As red wines age, the color particulates and tiny bits of skin which remain suspended in the finished wine eventually begin to precipitate out as a "sediment." This slowly collects as a film on the side or bottom of the bottle (depending on how it is stored). Although winemakers filter out the bigger pieces before bottling, the better ones do so as little as possible so as not to remove many of the flavor components as well. Grape skins also contain a lot of the tannins which preserves wines throughout the aging process. The tannins themselves taste harsh and bitter, and are best separated from the wine prior to drinking. Hence, the reason for decanting older wines.
There is another good reason for decanting wines, both older and younger, which is to aerate (or oxygenate) the wine prior to drinking. This greatly assists in bringing out and enhancing all of the complex flavor elements which make up a wine (most of which are perceived by us first at the olfactory level) and which are cooped up in the bottle for years. Think of it as letting the genie grow to full size out of the bottle and grant you the most pleasure from its contents.
How and when to decant? For younger wines (say less than 5 years old) where sediment has not had a chance to form, it is a simple matter of pouring the wine out into any wide-mouthed glass container (a vase, jar or laboratory beaker will do!).
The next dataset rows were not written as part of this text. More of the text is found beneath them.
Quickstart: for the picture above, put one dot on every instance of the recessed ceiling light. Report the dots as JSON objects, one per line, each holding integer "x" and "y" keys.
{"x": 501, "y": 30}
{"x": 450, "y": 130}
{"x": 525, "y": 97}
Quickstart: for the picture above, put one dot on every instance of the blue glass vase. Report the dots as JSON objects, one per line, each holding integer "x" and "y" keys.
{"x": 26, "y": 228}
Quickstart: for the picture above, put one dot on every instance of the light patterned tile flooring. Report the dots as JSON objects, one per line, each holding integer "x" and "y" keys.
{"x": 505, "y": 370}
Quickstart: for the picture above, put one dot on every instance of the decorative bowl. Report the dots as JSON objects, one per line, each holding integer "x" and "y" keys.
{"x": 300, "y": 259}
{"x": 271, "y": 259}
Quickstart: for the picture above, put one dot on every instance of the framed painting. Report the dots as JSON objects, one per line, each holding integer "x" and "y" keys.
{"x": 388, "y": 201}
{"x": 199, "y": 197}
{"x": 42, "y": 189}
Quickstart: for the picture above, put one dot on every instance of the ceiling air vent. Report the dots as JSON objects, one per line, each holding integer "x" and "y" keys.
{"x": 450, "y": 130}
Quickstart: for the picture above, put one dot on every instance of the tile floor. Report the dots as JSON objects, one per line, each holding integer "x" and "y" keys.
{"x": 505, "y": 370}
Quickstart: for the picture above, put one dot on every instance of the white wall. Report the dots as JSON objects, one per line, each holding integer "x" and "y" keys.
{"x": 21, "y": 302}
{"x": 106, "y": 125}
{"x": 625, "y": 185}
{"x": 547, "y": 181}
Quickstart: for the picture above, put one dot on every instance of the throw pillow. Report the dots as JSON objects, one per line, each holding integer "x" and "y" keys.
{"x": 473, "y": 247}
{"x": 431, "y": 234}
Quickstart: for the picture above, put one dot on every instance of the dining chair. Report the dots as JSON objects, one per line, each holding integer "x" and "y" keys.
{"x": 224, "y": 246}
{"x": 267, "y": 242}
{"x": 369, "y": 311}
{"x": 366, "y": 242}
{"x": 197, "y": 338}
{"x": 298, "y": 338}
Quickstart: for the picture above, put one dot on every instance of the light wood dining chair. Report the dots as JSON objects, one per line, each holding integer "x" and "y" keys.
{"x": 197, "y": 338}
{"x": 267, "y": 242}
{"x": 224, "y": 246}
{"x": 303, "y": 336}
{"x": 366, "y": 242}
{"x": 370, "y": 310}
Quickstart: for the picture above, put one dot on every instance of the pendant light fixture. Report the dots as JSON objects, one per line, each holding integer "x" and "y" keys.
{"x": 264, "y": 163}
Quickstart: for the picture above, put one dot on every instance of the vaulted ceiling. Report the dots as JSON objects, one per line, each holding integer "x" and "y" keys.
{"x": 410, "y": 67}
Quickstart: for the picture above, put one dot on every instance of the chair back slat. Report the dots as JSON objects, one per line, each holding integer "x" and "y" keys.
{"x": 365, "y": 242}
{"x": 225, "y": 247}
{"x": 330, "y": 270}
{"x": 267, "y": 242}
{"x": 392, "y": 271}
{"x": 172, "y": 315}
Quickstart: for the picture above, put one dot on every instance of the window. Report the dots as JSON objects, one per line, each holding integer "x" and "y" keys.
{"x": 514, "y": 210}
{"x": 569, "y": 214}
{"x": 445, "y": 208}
In this case, one is not worried about disturbing or "bruising" the wine and the object is to slosh it around to mix a lot of air into it. I usually do this right after opening the bottle and about 15-20 minutes before I plan to drink it. (Want to see what a difference this makes? Try pouring out just half the bottle into a container and swirling it around; then taste a glass from the container next to a glass from the undisturbed bottle.)
For older wines with obvious signs of sediment, one wants to be more careful. If the bottle has been stored on its side, there are two ways to handle it: stand it up for at least a day before decanting so gravity forces all the sediment to the bottom or carefully decant it from its stored position. For the latter, wine shops provide special baskets to cradle the bottle (or, if you cant find one, use an oblong bread basket). To decant, slowly tip the bottle into a container, holding the neck over a candle. As you transfer the wine in a steady stream, watch the contents as they approach and flow through the neck. As the bottle empties, the sediment will begin to move up the side toward the neck. Allow the first inch or so of the film to flow into the decanter, but stop pouring when the film is no longer fairly transparent. If you cant bear to leave that much wine un-drunk, a coffee filter will salvage the rest.